This tree has been around a little while in the Snyder Park Gardens and Arboretum. In fact, it's one of my favorite trees. It's such a popular tree in this garden that we even decided to move the location of a sidewalk while developing our master landscape design in order to preserve this tree. However, now that it has revealed its identity, I am not sure what we will do.
Yes, this particular tree is a ginkgo (Ginkgo biloba) and it's a girl. We had no idea. For at least the last three years while we have been hanging out at this site, creating a landscape design for the future Snyder Park Gardens and Arboretum, we assumed it was a male because there were no fruits.
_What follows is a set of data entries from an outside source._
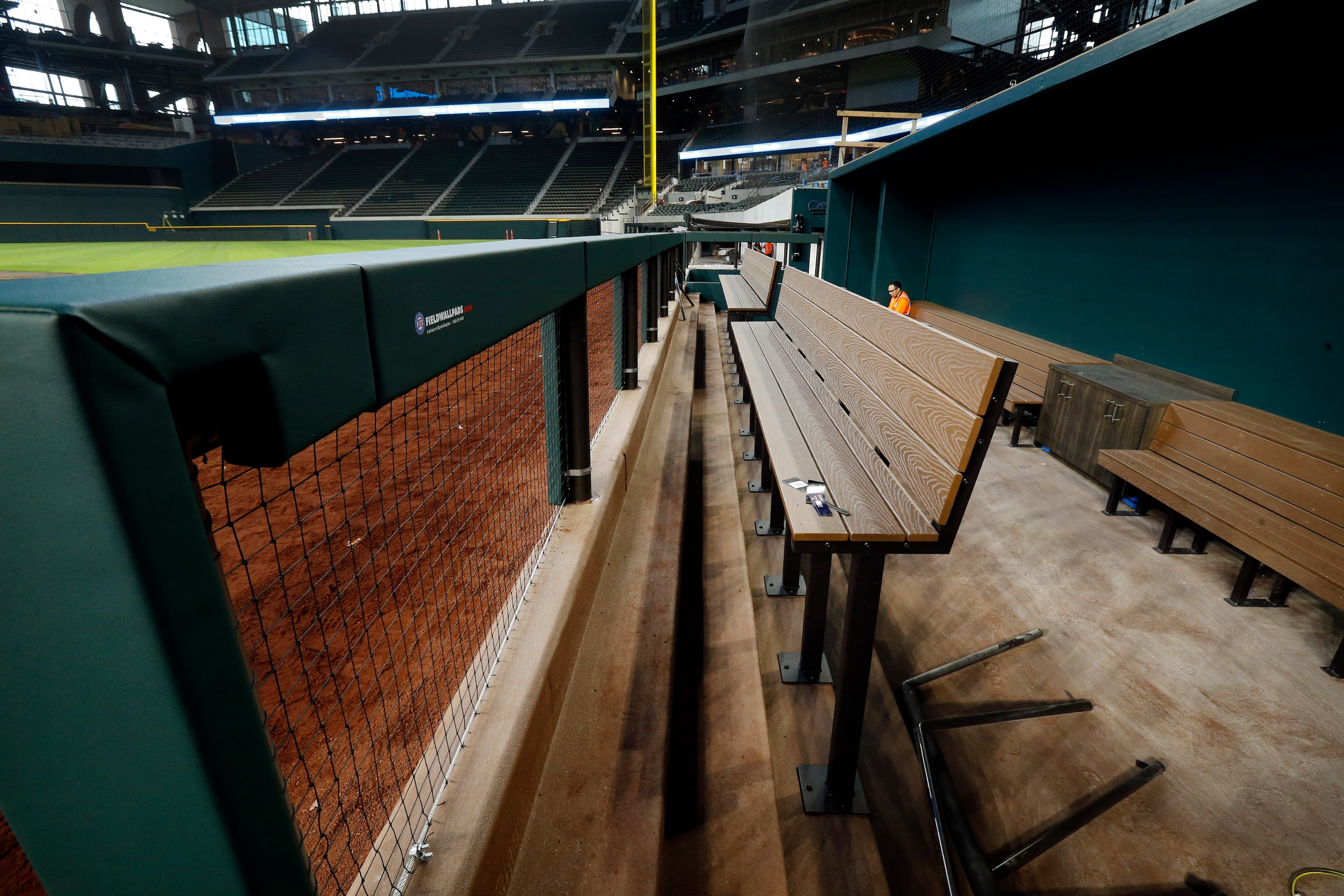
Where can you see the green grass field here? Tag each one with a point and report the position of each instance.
(101, 259)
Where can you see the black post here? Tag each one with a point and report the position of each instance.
(631, 302)
(651, 297)
(762, 453)
(1245, 579)
(1336, 668)
(775, 526)
(665, 281)
(573, 325)
(810, 666)
(789, 583)
(815, 615)
(841, 793)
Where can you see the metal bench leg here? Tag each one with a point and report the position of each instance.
(810, 667)
(1282, 587)
(1117, 492)
(762, 453)
(1336, 668)
(752, 422)
(1174, 524)
(835, 789)
(1019, 419)
(789, 583)
(1245, 579)
(775, 526)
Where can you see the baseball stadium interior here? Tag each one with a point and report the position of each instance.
(828, 448)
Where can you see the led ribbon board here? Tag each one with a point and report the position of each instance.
(413, 112)
(811, 143)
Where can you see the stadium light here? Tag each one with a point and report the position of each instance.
(413, 112)
(812, 143)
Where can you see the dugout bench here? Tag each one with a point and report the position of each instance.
(894, 417)
(1026, 396)
(748, 293)
(1269, 487)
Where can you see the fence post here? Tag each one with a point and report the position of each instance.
(665, 281)
(631, 328)
(619, 332)
(651, 297)
(573, 343)
(553, 393)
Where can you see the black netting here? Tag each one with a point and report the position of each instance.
(374, 577)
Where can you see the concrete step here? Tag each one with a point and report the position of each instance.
(598, 819)
(725, 834)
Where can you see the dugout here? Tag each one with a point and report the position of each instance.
(1135, 202)
(137, 710)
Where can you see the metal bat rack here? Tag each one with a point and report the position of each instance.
(984, 870)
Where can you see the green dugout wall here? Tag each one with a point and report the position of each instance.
(132, 753)
(1159, 197)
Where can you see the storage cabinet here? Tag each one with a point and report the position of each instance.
(1092, 407)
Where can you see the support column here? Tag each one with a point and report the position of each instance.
(631, 328)
(810, 666)
(573, 338)
(651, 299)
(835, 789)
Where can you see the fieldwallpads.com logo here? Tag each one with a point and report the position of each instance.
(440, 320)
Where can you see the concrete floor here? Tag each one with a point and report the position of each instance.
(1231, 700)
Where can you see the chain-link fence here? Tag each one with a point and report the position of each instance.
(374, 577)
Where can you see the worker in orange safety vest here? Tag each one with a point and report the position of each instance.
(899, 299)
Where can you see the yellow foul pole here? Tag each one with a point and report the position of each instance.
(651, 97)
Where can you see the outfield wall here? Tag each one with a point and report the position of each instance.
(86, 203)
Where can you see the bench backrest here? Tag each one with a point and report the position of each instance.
(914, 394)
(760, 271)
(1034, 355)
(1285, 467)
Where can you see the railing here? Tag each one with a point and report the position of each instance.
(297, 506)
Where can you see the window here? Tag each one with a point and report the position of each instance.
(409, 91)
(466, 86)
(54, 91)
(1039, 38)
(147, 26)
(305, 94)
(267, 97)
(34, 15)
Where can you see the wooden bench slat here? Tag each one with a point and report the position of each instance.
(1055, 353)
(960, 370)
(789, 453)
(1019, 394)
(1032, 367)
(870, 518)
(941, 422)
(1195, 417)
(929, 479)
(1288, 511)
(738, 296)
(913, 519)
(1318, 444)
(1304, 557)
(1312, 506)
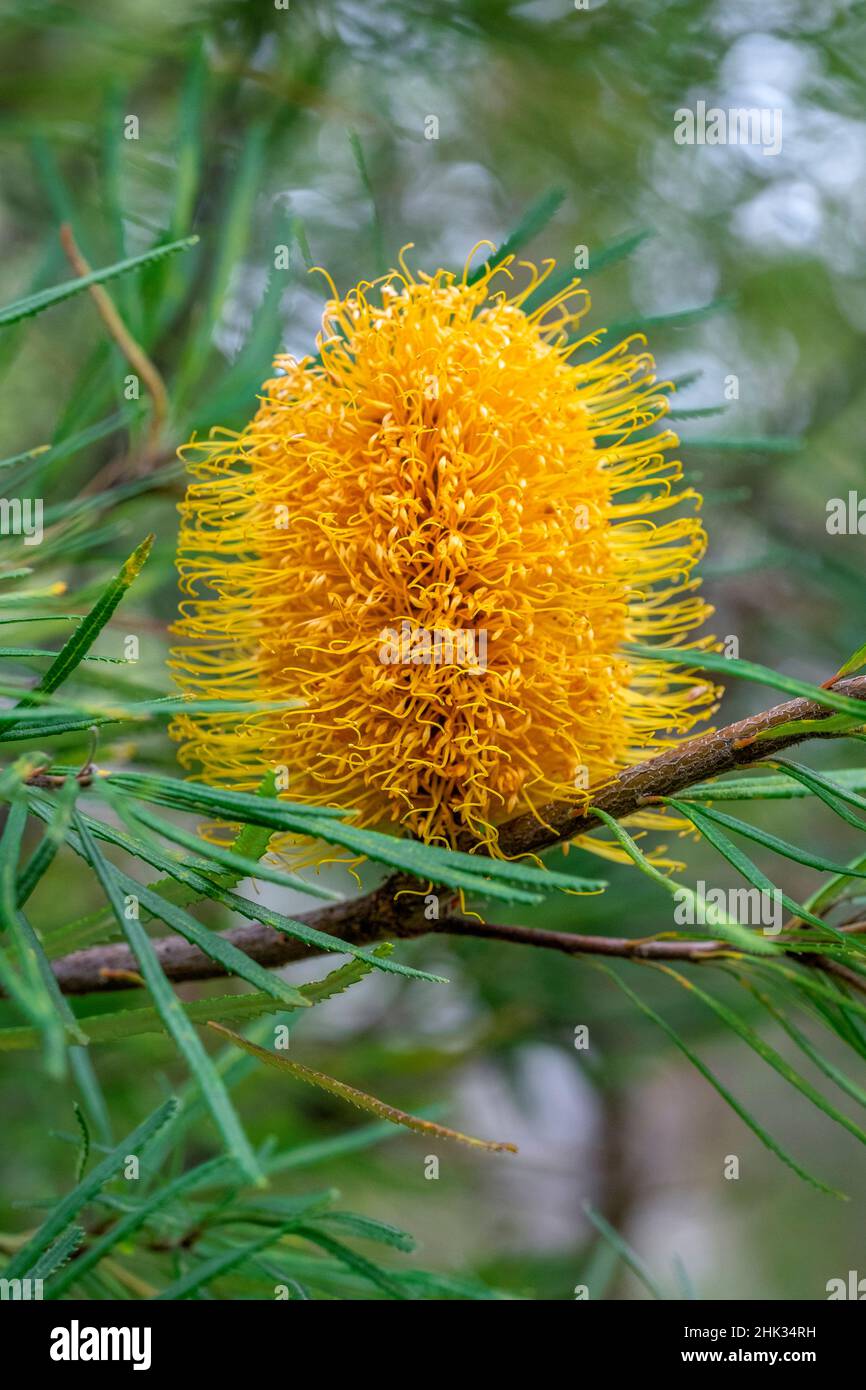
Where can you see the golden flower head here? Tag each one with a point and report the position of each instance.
(435, 538)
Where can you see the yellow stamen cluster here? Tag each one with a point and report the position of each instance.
(437, 538)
Never did I stop and think for a minute that it might be an immature tree that was not quite ready to fruit! UGH. I verified in Michael Dirr's "Manual of Woody Landscape Plants" that "it may take 20 years or more before a seedling Ginkgo flowers." Oh well, we can either leave the tree and laugh in the fall when the fruits smell up the place and talk about this learning opportunity or we can take the only gingko tree in the gardens down and start over! What say you????? Get close enough to your screen and you may smell the fruits in the photo above!
I do love ginkgo trees and their incredible burst of yellow fall color and the shape of their leaves and the fact that they are relatively pest-free. However, we all know that you want to plant male gingkos and who knew at the time this one was planted that it was a female!